Show 1 older comment
Mate 2u on 5 Oct 2012
Data sample:
'01/03/2007' '15:30:06.000' '55.90' 'CTH07'
'01/03/2007' '15:30:30.000' '55.75' 'CTH07'
'01/03/2007' '15:30:42.000' '55.80' 'CTH07'
'01/03/2007' '15:30:53.000' '55.85' 'CTH07'
'01/03/2007' '15:30:57.000' '55.75' 'CTH07'
'01/03/2007' '15:31:17.000' '55.70' 'CTH07'
'01/03/2007' '15:31:23.000' '55.65' 'CTH07'
'01/03/2007' '15:31:36.000' '55.55' 'CTH07'
'01/03/2007' '15:31:38.000' '55.60' 'CTH07'
'01/03/2007' '15:31:43.000' '55.55' 'CTH07'
'01/03/2007' '15:31:44.000' '55.60' 'CTH07'
'01/03/2007' '15:31:50.000' '55.70' 'CTH07'
'01/03/2007' '15:32:07.000' '55.55' 'CTH07'
'01/03/2007' '15:32:07.000' '55.90' 'CTH07'
'01/03/2007' '15:40:41.000' '55.30' 'CTH07'
'01/03/2007' '15:40:43.000' '55.40' 'CTH07'
'01/03/2007' '15:40:52.000' '55.30' 'CTH07'
'01/03/2007' '15:40:54.000' '55.50' 'CTH07'
'01/03/2007' '15:41:33.000' '55.15' 'CTH07'
OUTPUT REQUIRED
'01/03/2007' '15:30:30.000' '55.75' 'CTH07'
'01/03/2007' '15:31:00.000' '55.75' 'CTH07'
'01/03/2007' '15:31:30.000' '55.65' 'CTH07'
'01/03/2007' '15:32:00.000' '55.70' 'CTH07'
'01/03/2007' '15:32:30.000' '55.90' 'CTH07'
'01/03/2007' '15:33:00.000' '55.90' 'CTH07'
'01/03/2007' '15:33:30.000' '55.90' 'CTH07'
etc.......
José-Luis on 5 Oct 2012
Modified original code.
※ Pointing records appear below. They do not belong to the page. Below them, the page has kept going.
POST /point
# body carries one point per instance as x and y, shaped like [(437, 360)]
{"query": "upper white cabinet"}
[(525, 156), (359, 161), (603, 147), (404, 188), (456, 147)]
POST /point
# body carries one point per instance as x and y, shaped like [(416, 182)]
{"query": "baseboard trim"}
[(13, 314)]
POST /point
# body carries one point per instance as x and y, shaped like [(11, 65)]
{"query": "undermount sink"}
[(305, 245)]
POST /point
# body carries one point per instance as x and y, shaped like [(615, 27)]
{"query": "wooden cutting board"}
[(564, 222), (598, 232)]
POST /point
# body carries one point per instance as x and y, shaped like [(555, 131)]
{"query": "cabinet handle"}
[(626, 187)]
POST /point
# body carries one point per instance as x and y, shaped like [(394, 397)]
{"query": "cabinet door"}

I thought it was 30 min interval. To do a 30 second interval, use:
interpDates = (floor(your_dates(1)):1/2880:ceil(your_dates(end)));
Also I realized an error in the find_bananas function, it should have been written the other way around:
find_banana = @(x) find(your_dates>=x,1,'first');
Mate 2u on 5 Oct 2012
OK, I am running it on my 5,000,000 x 4 cell array. It is Busy, I will let you know when it has run and if it works.